Werden Sie sich für eine ökologisch-soziale Verkehrswende einsetzen?
Sehr geehrter Herr Quiring,
1. Unterstützen Sie die Position zahlreicher Verkehrsverbände, welche die Verabschiedung des Nahverkehrsplans des ZVBN in seiner aktuellen Fassung ablehnen, da er keine Zielsetzung für Klimaneutralität, Lösungen der anstehenden Betriebseinschränkungen oder Erschließung des ländlichen Raums bietet?
2. Werden Sie sich dafür einsetzen, die Dominanz des Autoverkehrs (mit Hinblick auf dessen Gesundheits- und Klimafolgen) zugunsten des Rad-, Fuß- und öffentlichen Verkehrs zu ersetzen?
3. Wollen Sie die dafür notwendigen Maßnahmen in einem Verkehrswendegesetz für Niedersachsen zur Priorisierung für den Rad-, Fuß- und öffentlichen Verkehr festhalten?
4. Gehört für Sie dazu auch die Entwicklung eines Konzepts für einen umlagefinanzierten Nahverkehr innerhalb gewisser Kommunen und die Anerkennung des ÖPNV als Daseinsvorsorge?
5. Sind Sie für die Reaktivierung von Bahnstrecken (aktuell sollen 7 von ca. 80+ Strecken reaktiviert werden)?
Sehr geehrter Herr W.,
vielen Dank für Ihr Interesse an meiner politischen Position. Vorweg: Ich bekenne mich zum Prinzip einer lernenden Politik. Das bedeutet, eine veränderte Lage oder eine neue Erkenntnis kann sich auch in meiner Position niederschlagen. Ich antworte Ihnen mit dem, wovon ich heute, am 05.10.2022 überzeugt bin.
Ich unterstütze, dass sich der öffentliche Nahverkehr bei seiner Planung auch Zielsetzungen zur Erreichung von Klimaneutralität setzt und teile deshalb die diesbezügliche Kritik am ZVBN. Die lückenlose und regelmäßige Bedienung des öffentlichen Raums fordern wir als Partei mit unserer Mobilitätsgarantie ohnehin, auch da stehe ich voll hinter. Die derzeitigen Betriebseinschränkungen in der Region sind ein schwerer Schlag für den öffentlichen Nahverkehr. Ansätze zur Vermeidung des Problems und die dafür notwendigen Rahmenbedingungen müssen identifiziert und umgesetzt werden. Beim übergreifend existierenden Personalmangel halte ich das Problem allerdings nicht für auf der Ebene des ZVBN allein lösbar.

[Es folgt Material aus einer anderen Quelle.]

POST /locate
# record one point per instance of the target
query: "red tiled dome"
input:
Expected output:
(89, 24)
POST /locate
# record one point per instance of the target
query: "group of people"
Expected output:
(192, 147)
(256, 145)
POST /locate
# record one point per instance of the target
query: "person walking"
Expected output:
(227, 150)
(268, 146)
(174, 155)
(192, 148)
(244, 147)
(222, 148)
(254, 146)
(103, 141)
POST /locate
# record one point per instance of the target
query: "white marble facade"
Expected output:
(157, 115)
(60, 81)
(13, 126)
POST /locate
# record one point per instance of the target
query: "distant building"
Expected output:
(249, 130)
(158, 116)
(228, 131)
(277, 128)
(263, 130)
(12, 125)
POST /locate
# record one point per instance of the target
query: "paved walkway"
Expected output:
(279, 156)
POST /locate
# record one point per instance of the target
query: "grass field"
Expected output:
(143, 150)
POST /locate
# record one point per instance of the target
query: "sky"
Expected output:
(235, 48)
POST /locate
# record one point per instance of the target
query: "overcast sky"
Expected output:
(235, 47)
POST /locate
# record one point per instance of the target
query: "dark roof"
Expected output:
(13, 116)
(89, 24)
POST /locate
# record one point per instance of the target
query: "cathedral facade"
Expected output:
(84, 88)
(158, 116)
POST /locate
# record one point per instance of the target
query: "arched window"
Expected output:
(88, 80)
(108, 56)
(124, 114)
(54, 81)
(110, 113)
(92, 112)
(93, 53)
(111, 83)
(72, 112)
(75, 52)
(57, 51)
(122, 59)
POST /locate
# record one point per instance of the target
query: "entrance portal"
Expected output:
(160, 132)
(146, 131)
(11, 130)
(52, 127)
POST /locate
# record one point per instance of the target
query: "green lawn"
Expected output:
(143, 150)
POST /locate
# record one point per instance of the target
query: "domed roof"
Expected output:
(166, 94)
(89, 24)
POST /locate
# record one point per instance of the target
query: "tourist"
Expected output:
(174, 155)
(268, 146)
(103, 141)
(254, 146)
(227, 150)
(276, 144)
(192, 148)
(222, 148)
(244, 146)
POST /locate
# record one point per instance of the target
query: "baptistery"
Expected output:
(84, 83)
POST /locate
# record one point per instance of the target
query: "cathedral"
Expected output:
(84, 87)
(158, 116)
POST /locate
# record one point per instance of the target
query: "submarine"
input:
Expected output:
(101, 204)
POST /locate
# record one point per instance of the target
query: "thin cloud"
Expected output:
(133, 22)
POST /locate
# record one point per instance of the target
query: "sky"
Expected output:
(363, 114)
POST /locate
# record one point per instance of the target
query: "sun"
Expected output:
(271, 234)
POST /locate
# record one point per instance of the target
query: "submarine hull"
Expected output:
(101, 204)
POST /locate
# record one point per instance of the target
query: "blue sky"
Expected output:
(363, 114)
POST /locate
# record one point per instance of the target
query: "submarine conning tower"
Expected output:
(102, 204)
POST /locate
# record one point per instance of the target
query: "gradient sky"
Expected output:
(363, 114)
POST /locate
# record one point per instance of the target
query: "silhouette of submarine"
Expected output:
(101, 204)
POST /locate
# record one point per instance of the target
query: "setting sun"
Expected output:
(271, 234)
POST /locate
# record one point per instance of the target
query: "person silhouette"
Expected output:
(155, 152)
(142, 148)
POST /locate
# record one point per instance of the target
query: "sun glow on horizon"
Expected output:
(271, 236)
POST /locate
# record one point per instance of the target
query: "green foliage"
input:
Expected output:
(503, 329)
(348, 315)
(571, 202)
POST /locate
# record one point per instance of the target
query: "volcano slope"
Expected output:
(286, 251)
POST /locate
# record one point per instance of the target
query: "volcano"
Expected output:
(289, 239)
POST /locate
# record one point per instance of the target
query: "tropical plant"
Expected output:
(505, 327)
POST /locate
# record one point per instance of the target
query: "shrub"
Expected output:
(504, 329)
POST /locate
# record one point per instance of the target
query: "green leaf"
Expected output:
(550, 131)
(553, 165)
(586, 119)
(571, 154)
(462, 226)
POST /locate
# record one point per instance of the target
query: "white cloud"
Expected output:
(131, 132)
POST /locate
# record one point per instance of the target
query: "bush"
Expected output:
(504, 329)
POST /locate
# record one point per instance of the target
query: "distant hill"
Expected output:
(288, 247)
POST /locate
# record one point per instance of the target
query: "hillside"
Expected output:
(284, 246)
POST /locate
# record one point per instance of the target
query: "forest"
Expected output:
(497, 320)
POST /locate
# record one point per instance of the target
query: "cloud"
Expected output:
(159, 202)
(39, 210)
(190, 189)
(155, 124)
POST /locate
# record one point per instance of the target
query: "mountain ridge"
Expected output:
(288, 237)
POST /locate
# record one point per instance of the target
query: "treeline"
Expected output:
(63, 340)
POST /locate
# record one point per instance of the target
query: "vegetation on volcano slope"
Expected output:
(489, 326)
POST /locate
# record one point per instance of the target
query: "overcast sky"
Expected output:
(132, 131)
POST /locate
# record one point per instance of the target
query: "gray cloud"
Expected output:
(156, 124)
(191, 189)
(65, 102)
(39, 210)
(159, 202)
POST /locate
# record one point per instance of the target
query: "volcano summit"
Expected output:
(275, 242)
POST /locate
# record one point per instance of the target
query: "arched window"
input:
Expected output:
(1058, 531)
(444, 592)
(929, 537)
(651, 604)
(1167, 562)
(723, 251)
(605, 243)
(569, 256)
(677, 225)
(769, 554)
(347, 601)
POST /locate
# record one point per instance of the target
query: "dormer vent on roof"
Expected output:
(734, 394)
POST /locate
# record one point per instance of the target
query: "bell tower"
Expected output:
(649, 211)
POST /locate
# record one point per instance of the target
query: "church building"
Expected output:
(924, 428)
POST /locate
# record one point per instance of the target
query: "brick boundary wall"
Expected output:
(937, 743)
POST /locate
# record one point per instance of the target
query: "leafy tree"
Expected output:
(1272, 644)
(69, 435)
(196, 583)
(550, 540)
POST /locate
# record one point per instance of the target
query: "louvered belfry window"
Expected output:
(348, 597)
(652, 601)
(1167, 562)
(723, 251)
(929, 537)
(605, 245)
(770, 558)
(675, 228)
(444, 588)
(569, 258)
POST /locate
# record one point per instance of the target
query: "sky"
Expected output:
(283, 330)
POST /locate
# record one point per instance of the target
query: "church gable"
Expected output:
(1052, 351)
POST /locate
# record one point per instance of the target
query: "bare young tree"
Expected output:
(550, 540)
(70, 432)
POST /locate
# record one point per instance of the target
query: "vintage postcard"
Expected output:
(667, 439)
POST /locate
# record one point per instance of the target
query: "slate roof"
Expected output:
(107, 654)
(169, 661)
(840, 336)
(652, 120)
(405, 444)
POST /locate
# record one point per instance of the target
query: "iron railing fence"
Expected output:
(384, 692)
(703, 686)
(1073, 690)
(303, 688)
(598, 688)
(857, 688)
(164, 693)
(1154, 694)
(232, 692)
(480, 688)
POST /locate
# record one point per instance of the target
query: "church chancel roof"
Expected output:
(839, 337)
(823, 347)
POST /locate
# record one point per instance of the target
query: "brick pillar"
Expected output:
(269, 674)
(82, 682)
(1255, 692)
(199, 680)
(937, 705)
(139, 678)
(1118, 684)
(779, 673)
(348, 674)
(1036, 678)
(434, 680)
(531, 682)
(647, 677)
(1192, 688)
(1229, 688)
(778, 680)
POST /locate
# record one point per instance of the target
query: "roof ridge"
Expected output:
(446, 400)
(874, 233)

Meine Wunschvorstellung ist, dass jedermensch - und egal wo lebend - mobil ist, ohne auf die Nutzung eines selbstgefahrenen PKWs angewiesen zu sein. Damit die Verkehrswende inklusiv gelingt, also auch Menschen bedenkt, die schlecht zu Fuß sind, gar nicht zu Fuß gehen können und auch keine Radfahrer*innen sein können, priorisiere ich den massiven Ausbau öffentlicher, barrierefreier Verkehrsmittel. Auch gegenüber dem Ausbau des gesunden und klimaschonenden Rad- und Fußverkehrs. Dieser hat für mich dann die Priorität 2. Motorisierten Individualverkehr halte ich als Mittel der Bevölkerungsmobilität in einem dicht besiedelten Land wie Deutschland für einen Irrweg und dieser sollte daher die Ausnahme statt die Regel sein.
Ich möchte die notwendigen Maßnahmen für die Verkehrswende rechtlich verankern. Zum Beispiel damit Verkehrsplanung anders erfolgt: Die Planung von Radwegen und Fußgängerüberwegen etwa, muss eine Angebotsplanung sein. Deren Sinn von Verkehrszählungen abhängig zu machen, ist absurd, wenn der Fuß- und Rad-Traffic gar nicht erst zusammenkommt, weil er vom Autoverkehr so gefährdet wird.
Der ÖPNV ist für mich ganz eindeutig Teil der Daseinsvorsorge. Deshalb muss er auch nicht kostendeckend sein. Ich halte einen fahrscheinlosen, steuerfinanzierten ÖPNV für richtig, weil die Finanzierung über Steuern den sozialen Ausgleich der Kosten innerhalb der Gesellschaft am besten vornimmt. Wichtig sind zudem gute Verbindungen, Barrierefreiheit und dass der ÖPNV auch für marginalisierte Gruppen ein angstfreier Raum ist.
Ich halte viel von der Reaktivierung von Bahnstrecken, sofern deren Potenzialanalyse positiv ist. Das kann ich mir bei deutlich mehr als den 7 Bahnstrecken vorstellen. Insgesamt muss das Schienennetz deutlich leistungsfähiger werden.